Objectives: Nitric oxide (NO) is synthesized by the enzyme family of NO synthases (NOS) and plays an important role in tumor growth and angiogenesis. NO generation by inducible NOS (iNOS) also influences the cytotoxicity of macrophages and tumor-induced immunosuppression. Before now, the expression of iNOS and constitutive NOS in bladder carcinoma tissue had not been determined.
Methods: Bladder carcinoma tissue specimens were procured from 18 patients (mean age 69.7 years) undergoing transurethral resection. In every patient, tumor biopsies were compared with biopsies of benign bladder regions. Histochemical NADPH-diaphorase staining and NOS immunohistochemistry were performed on all tissue specimens.
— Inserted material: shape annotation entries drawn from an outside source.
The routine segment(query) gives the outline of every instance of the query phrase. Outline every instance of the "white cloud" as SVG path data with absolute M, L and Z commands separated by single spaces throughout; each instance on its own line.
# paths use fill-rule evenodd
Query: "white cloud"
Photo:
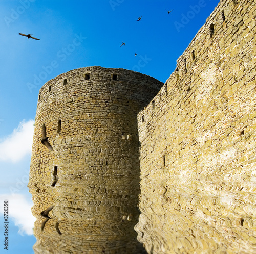
M 18 233 L 33 235 L 33 228 L 36 218 L 32 215 L 32 201 L 28 202 L 24 195 L 0 195 L 0 214 L 3 214 L 4 200 L 8 200 L 8 219 L 13 220 L 15 226 L 19 227 Z M 2 218 L 3 216 L 2 216 Z
M 34 121 L 20 122 L 12 133 L 0 142 L 0 161 L 16 162 L 31 153 Z

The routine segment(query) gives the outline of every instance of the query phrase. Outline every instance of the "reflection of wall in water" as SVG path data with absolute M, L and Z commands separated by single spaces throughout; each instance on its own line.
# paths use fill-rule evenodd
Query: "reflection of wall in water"
M 41 88 L 29 184 L 35 253 L 142 253 L 137 115 L 162 85 L 94 66 Z

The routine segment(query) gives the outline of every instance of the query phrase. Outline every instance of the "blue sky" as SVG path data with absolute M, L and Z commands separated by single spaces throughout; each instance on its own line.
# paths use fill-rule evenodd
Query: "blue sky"
M 62 73 L 94 65 L 133 70 L 164 83 L 218 2 L 1 0 L 0 215 L 8 199 L 7 253 L 33 253 L 36 241 L 27 185 L 40 88 Z

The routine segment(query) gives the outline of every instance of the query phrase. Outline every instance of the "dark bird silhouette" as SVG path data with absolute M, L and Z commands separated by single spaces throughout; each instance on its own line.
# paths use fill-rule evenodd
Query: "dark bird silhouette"
M 165 10 L 166 10 L 166 9 L 165 9 Z M 174 10 L 173 9 L 173 10 L 172 10 L 172 11 L 167 11 L 167 10 L 166 10 L 167 12 L 168 12 L 168 14 L 169 14 L 170 12 L 172 12 L 173 10 Z
M 45 226 L 46 225 L 46 222 L 47 222 L 47 221 L 48 221 L 48 220 L 51 219 L 51 218 L 48 216 L 48 213 L 54 207 L 54 206 L 51 206 L 50 207 L 48 207 L 47 209 L 41 212 L 41 215 L 44 218 L 46 218 L 46 219 L 42 222 L 42 224 L 41 224 L 41 230 L 42 231 L 42 232 L 44 230 Z
M 121 41 L 122 42 L 123 42 L 123 41 Z M 120 46 L 120 47 L 121 47 L 123 45 L 124 46 L 125 46 L 125 42 L 123 42 L 123 43 L 122 43 L 122 45 Z
M 32 37 L 31 35 L 33 35 L 32 34 L 22 34 L 20 33 L 18 33 L 18 34 L 20 35 L 22 35 L 23 36 L 26 36 L 26 37 L 28 37 L 28 39 L 29 39 L 30 38 L 32 38 L 32 39 L 34 39 L 35 40 L 37 40 L 38 41 L 40 40 L 40 39 L 37 39 L 35 37 Z
M 48 137 L 46 137 L 46 128 L 45 123 L 42 124 L 42 137 L 41 139 L 41 143 L 45 145 L 50 151 L 53 151 L 51 145 L 50 144 L 48 139 Z

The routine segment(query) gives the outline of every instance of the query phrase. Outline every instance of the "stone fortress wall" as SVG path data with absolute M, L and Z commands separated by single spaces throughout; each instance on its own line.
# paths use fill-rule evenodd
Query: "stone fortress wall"
M 94 66 L 40 89 L 29 183 L 35 253 L 143 252 L 134 228 L 137 116 L 163 85 L 132 71 Z M 43 136 L 53 150 L 41 143 Z
M 256 252 L 255 2 L 221 0 L 163 86 L 98 66 L 43 86 L 35 253 Z
M 255 4 L 221 1 L 138 114 L 148 253 L 256 252 Z

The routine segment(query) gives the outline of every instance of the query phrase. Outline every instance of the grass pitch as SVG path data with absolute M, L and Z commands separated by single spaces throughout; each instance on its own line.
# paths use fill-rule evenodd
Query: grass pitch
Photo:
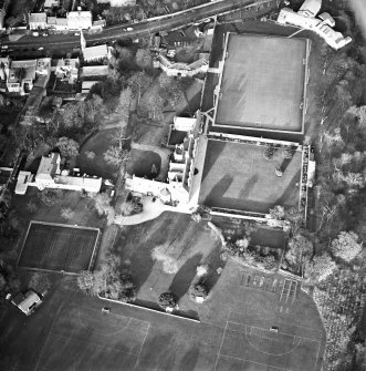
M 230 34 L 216 125 L 301 132 L 306 41 Z
M 279 150 L 272 159 L 263 157 L 264 146 L 209 141 L 199 204 L 211 207 L 268 213 L 275 205 L 295 207 L 299 203 L 301 152 L 291 161 Z M 285 166 L 282 177 L 275 168 Z
M 19 267 L 79 272 L 88 269 L 100 230 L 31 221 Z

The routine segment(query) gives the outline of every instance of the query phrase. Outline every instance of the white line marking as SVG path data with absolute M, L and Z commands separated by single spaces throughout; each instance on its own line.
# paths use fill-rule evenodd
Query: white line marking
M 145 341 L 146 341 L 146 339 L 147 339 L 147 334 L 148 334 L 148 330 L 149 330 L 149 329 L 150 329 L 150 323 L 148 323 L 147 331 L 146 331 L 146 333 L 145 333 L 145 337 L 144 337 L 142 347 L 140 347 L 140 349 L 139 349 L 139 351 L 138 351 L 138 355 L 137 355 L 136 363 L 135 363 L 135 370 L 136 370 L 137 367 L 138 367 L 139 358 L 140 358 L 140 355 L 142 355 L 143 348 L 144 348 L 144 346 L 145 346 Z
M 261 363 L 261 362 L 250 361 L 250 360 L 245 360 L 245 359 L 237 358 L 237 357 L 232 357 L 232 355 L 220 354 L 220 357 L 231 358 L 231 359 L 233 359 L 233 360 L 238 360 L 238 361 L 241 361 L 241 362 L 250 362 L 250 363 L 254 363 L 254 364 L 265 365 L 265 367 L 270 367 L 270 368 L 272 368 L 272 369 L 276 369 L 276 370 L 292 371 L 291 369 L 283 369 L 283 368 L 279 368 L 279 367 L 276 367 L 276 365 L 271 365 L 271 364 L 266 364 L 266 363 Z
M 220 348 L 219 348 L 219 351 L 218 351 L 218 357 L 216 358 L 215 369 L 213 370 L 216 370 L 216 368 L 218 367 L 218 362 L 219 362 L 219 358 L 220 358 L 220 353 L 221 353 L 221 348 L 222 348 L 222 344 L 223 344 L 223 338 L 224 338 L 224 334 L 227 333 L 227 328 L 228 328 L 228 321 L 224 324 L 224 329 L 223 329 L 222 338 L 221 338 L 221 343 L 220 343 Z

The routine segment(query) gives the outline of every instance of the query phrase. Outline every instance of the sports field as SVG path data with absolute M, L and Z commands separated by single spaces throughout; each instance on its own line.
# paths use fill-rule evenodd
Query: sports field
M 302 132 L 306 40 L 230 34 L 216 125 Z
M 203 165 L 199 204 L 228 209 L 268 213 L 275 205 L 299 204 L 301 152 L 284 159 L 279 150 L 272 159 L 264 146 L 209 141 Z M 275 168 L 283 167 L 283 176 Z
M 31 221 L 19 267 L 79 272 L 93 260 L 97 228 Z

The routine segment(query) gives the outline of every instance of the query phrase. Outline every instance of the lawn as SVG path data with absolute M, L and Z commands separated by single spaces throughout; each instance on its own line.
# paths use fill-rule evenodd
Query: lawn
M 297 206 L 301 152 L 287 161 L 281 150 L 272 159 L 263 151 L 254 142 L 209 141 L 199 204 L 263 214 L 275 205 Z M 285 167 L 282 177 L 275 175 L 279 166 Z
M 76 158 L 75 167 L 82 173 L 97 175 L 107 179 L 117 177 L 117 168 L 108 165 L 103 157 L 111 144 L 116 145 L 118 137 L 118 128 L 107 128 L 92 135 L 84 142 Z M 94 152 L 95 157 L 88 158 L 87 152 Z
M 18 266 L 73 274 L 90 269 L 98 235 L 96 228 L 32 221 Z
M 177 261 L 176 274 L 167 274 L 161 261 L 153 259 L 155 247 L 161 247 Z M 180 300 L 180 309 L 187 312 L 197 311 L 197 305 L 187 295 L 197 267 L 209 266 L 206 282 L 213 288 L 219 278 L 216 269 L 223 266 L 220 243 L 209 229 L 185 214 L 163 213 L 142 225 L 123 227 L 114 250 L 134 272 L 139 300 L 157 307 L 159 295 L 170 290 Z
M 155 166 L 155 173 L 153 171 Z M 160 172 L 161 158 L 153 151 L 142 151 L 133 148 L 127 163 L 127 173 L 139 177 L 154 178 Z
M 302 131 L 306 41 L 230 34 L 217 125 Z

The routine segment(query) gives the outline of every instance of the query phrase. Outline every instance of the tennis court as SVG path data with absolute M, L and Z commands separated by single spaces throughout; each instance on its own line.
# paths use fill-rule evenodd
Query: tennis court
M 302 132 L 307 41 L 229 34 L 215 125 Z
M 77 274 L 90 269 L 100 229 L 31 221 L 19 267 Z
M 296 207 L 300 197 L 301 152 L 291 159 L 278 151 L 263 157 L 264 146 L 252 143 L 208 141 L 199 204 L 211 207 L 268 213 L 275 205 Z M 282 177 L 278 167 L 285 168 Z

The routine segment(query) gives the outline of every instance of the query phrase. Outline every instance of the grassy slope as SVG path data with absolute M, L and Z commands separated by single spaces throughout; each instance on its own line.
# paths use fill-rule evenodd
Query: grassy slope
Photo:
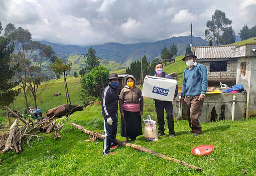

Results: Positive NADPH-diaphorase staining was detected in all sections from bladder carcinoma tissue. NOS immunohistochemistry showed a different pattern. The malignant epithelial cells were highly iNOS positive. Specimens of bladder mucosa outside of the malignant regions showed only a weak positive iNOS immunostaining. The endothelial cells of abundant precapillary vessels in the stroma of bladder tumors showed a highly positive endothelial NOS (eNOS) immunostaining compared with the stroma of nonmalignant bladder tissue. Neuronal NOS immunoreactivity was only found in nitrinergic fibers in the fibromuscular stroma.
Conclusions: Bladder carcinoma tissue had a high iNOS content; benign tissue did not. NO generation from iNOS in the malignant epithelium and from eNOS in tumor stroma may play different roles in tumor angiogenesis and tumor-induced immunosuppression.